Re-INVITE UDP fragmentation

From Kolmisoft Wiki
Jump to navigationJump to search

Problem
The client sends SIP re-INVITEs over UDP that exceed the standard MTU (e.g. 1529 bytes > 1500 bytes). The re-INVITE is fragmented at the IP layer. On your side, re-INVITEs do not appear in traces; the client receives no response, and the call ends. Initial INVITE is within MTU and works; only the larger re-INVITE is affected.


Root cause
Fragmented UDP packets are dropped by your NAT/firewall (or possibly by the server interface). Only the first fragment or no fragments are delivered, so the proxy (M4) never sees the full re-INVITE and does not respond.



Solution


1. Review network equipment
Check NAT and firewall settings for handling of fragmented UDP packets. Allow or correctly reassemble fragmented UDP so that re-INVITEs reach the M4 server. If you cannot change how fragmented UDP is handled, use the TCP option below.


2. Use TCP for SIP (workaround)
If fragmented UDP cannot be fixed on the network side, use TCP for SIP instead of UDP. TCP may be handled differently by your NAT/firewall.

  • On M4: enable TCP for SIP in the Operator Panel (OP): Advanced (or advanced section) → enable TCP for SIP. Verify the exact menu label in the application.
  • On the client: configure the SIP stack to send signaling over TCP to M4 (same destination IP/port, TCP instead of UDP).


3. Verify with tests
To confirm that oversized UDP is fragmented and that fragments are dropped on your side, use the following from a client machine and capture on the server.

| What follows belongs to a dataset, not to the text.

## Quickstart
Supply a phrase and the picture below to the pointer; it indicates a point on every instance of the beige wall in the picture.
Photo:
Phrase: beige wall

  • From the client (replace xx.xx.xx.xx with the M4/server IP, use a port that nothing listens on, e.g. 1234):
    • Non-fragmented (payload 1472 + 28 = 1500 bytes, within MTU): hping3 -p 1234 -c 3 --udp -d 1472 xx.xx.xx.xx
    • Fragmented (payload 1473 + 28 = 1501 bytes, over MTU): hping3 -p 1234 -c 3 --udp -d 1473 xx.xx.xx.xx
  • Interpretation: if UDP is delivered, the host will respond with ICMP “port unreachable,” and you will see 0% packet loss. If only the 1472-byte test shows 0% loss and the 1473-byte test shows loss, fragmented UDP is being dropped.
  • On the server, to see what actually arrives (replace yy.yy.yy.yy with the client IP): tcpdump -i any -nn 'host yy.yy.yy.yy and not tcp'. The not tcp filter prevents your SSH session from being captured. Compare what you see when sending 1472 vs 1473 bytes from the client.


Example where red is oversized packets and green are good UDP packets:

2603051804.png



Related
If the initial INVITE is also too large (e.g., many codecs in SDP), reducing the SDP size (e.g., only needed codecs) can keep packets under MTU; see MOR does not send Contact header. For NAT and port forwarding in general, see M4 under NAT.